"Green" paper

Updated: 03 Feb 2010
10feb-green-paper-hero

Introduction

How do you tell whether your printer paper is from a kosher source and not from an endangered rainforest?

We’re consuming more paper than ever before – a hefty 212kg each. Consumption has risen nearly 30 percent in just the last 15 years.

Some of this paper mountain is likely to be sourced from threatened Asian rainforests. Importers don’t have to prove their paper products come from a bona fide source. So you could be sold products of uncertain origins.

Illegal logging

 
Indonesian rainforest

Indonesian rainforest

A sizeable chunk of our paper comes from Asia. In the year to June 2009, we imported 30,000 tonnes of paper and paperboard from China. Another 25,000 tonnes came from Indonesia. Both these countries are heavily implicated in illegal logging and paper mills figure high on the list of suspects.

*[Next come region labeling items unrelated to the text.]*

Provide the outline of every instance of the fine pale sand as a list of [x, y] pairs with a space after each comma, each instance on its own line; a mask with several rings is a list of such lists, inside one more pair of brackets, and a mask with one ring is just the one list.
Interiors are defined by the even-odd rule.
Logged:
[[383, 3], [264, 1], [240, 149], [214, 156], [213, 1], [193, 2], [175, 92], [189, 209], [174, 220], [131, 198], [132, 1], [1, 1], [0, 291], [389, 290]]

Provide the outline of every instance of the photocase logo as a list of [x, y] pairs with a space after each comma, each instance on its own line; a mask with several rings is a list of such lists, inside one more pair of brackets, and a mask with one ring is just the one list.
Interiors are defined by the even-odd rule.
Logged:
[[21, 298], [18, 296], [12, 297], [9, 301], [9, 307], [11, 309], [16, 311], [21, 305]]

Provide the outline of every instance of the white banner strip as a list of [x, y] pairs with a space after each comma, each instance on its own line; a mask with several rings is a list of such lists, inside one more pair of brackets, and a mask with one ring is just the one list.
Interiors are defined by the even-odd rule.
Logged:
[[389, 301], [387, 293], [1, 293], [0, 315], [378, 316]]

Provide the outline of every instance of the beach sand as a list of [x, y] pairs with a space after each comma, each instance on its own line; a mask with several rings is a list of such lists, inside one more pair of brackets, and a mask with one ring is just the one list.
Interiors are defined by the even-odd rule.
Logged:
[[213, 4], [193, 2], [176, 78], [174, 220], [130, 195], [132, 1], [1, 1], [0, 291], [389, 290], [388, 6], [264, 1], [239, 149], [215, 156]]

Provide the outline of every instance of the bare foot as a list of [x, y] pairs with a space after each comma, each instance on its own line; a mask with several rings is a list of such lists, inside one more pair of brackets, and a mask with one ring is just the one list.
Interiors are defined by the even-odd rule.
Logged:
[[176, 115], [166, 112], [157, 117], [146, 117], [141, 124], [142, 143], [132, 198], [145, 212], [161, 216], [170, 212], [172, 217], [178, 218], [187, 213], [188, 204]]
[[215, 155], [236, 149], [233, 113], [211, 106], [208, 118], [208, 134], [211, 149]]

In Indonesia alone, it's estimated that up to 70 percent of timber is illegally logged. Much of what's being lost is virgin forest, which provides habitat for species such as the Sumatran orangutan – classified by the International Union for Conservation of Nature as critically endangered.

For consumers, it's almost impossible to tell whether paper from these countries is from a kosher source.

Take Impact Budget Copy Paper. The packaging says this paper’s made in Indonesia but doesn’t tell you anything about the source of the wood fibre used in the product.

Prostat paper, made in China and on sale at The Warehouse, also gives no information about what it’s made from.

Other products make claims that you can’t put much store by. Campap paper, made in Malaysia, claims to be manufactured from “100% plantation fibre”. But there's no independent certification on the packaging to back this up.